Children's burial ground, Mirehill, Co. Galway
Co. Galway |
Burial Grounds
At Mirehill in County Galway, a place exists primarily as a name on a map.
The Ordnance Survey six-inch sheets record the townland feature as "Lisheen", a diminutive of the Irish "lios", meaning a small fort or enclosure, but the name carries a secondary weight in Irish tradition. Lisheen was a term commonly applied to children's burial grounds, known in Irish as "cillíní", the quiet, unconsecrated plots where unbaptised infants were laid to rest outside the bounds of formal churchyards. No grave markers, no earthworks, no surface trace of any kind survives here to confirm what the name implies.

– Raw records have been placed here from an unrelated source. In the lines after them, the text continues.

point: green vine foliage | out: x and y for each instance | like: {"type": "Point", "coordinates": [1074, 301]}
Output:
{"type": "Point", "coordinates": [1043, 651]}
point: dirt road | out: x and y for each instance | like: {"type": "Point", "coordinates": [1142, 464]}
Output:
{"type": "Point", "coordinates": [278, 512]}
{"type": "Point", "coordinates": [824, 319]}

The site is associated with a nearby enclosure, itself a separate archaeological feature, which suggests a longer history of human activity in the immediate area. The pairing is not unusual. Children's burial grounds in Ireland were frequently established in or beside older, pre-Christian earthworks, perhaps because such liminal places, already set apart from everyday use, felt appropriate for those who occupied an ambiguous position in the religious geography of death. The practice of burying unbaptised children in cillíní persisted in parts of Ireland well into the twentieth century, driven by the Catholic theological doctrine that held such infants ineligible for consecrated ground. What the name Lisheen at Mirehill preserves, then, is the memory of that practice, even after the physical evidence has been absorbed back into the landscape.